Le feu vert a été donné mardi par les ambassadeurs des Vingt-Huit, qui ont tenu une réunion exceptionnelle sur l’Irak, l’Ukraine et Gaza.

« Les [ambassadeurs] ont noté la demande urgente des autorités régionales kurdes à certains États membres d’un soutien militaire et souligné la nécessité de considérer cette demande en étroite coordination avec les autorités irakiennes », a déclaré un porte-parole de la Haute Représentante de l’Union européenne pour les affaires étrangères et la politique de sécurité Catherine Ashton.

Pas tous sur la même longueur d’onde

Selon des diplomates, certains États de l’UE se sont opposés à l’envoi d’armes, en faisant valoir qu’il n’y avait pas d’accord général au niveau de l’UE pour le faire, mais qu’ils ne pouvaient empêcher les pays qui le souhaitent de le faire.

Parmi les pays favorables à l’envoi d’armes figurent la France, l’Italie et la République tchèque, indiquent les diplomates. Ils n’ont pas toutefois dit qu’ils allaient mettre leur souhait à exécution, souligne-t-on.

La Commission européenne a par ailleurs activé le Centre de coordination de la réaction d’urgence (CCRU), pour coordonner l’aide pour le compte des 28 États membres, ce qui permettra une distribution plus efficace de l’aide aux réfugiés à l’intérieur de l’Irak.

Le service diplomatique de l’UE va discuter avec les voisins de l’Irak pour voir ce qu’il convient de faire pour la suite, a déclaré le porte-parole de Catherine Ashton, Sébastien Brabant.

De retour d’un déplacement en Irak dimanche, le ministre français des Affaires étrangères, Laurent Fabius, a demandé à Catherine Ashton de réunir les ministres des Affaires étrangères de l’UE.

>> Lire : Paris incite l’UE à envoyer des armes aux Kurdes d’Irak

L’Italie, qui assure actuellement la présidence de l’UE, a elle aussi appelé à une réunion exceptionnelle des ministres des Affaires étrangères.

Les ambassadeurs ne se sont pas prononcés mardi au sujet d’une telle réunion. Selon certains diplomates, elle pourrait avoir lieu la semaine prochaine.

Le premier ministre britannique, David Cameron, a jusqu'à présent refusé de soutenir militairement les États-Unis. La Grande-Bretagne préfère envoyer une aide d'urgence dans les monts du Sinjar, refuge pour des milliers de personnes de la secte minoritaire des Yazidi.

Richard Shirreff, commandant suprême délégué des forces alliées en Europe jusqu'en mars 2014, a expliqué au Times of London que les mesures entreprises par la Grande-Bretagne étaient insuffisantes.

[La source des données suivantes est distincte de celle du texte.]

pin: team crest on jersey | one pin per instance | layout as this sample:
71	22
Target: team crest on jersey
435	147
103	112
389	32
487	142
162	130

« Nous avons des politiciens qui souhaitent pendre position, qui font beaucoup de bruit, mais qui n'osent rien. […] Ce gouvernement est terrifié par toute forme d'intervention qui impliquerait l'envoi de soldats au sol, à l'approche des élections de l'année prochaine », a-t-il déclaré.

Les insurgés de l'État islamique veulent recréer un califat féodal qui s'étendrait de l'Irak à la Syrie. Ces islamistes radicaux ont progressé dans le nord de l'Irak ces dernières semaines. Ils ont ainsi repoussé les forces régionales kurdes en dépit des attaques aériennes américaines.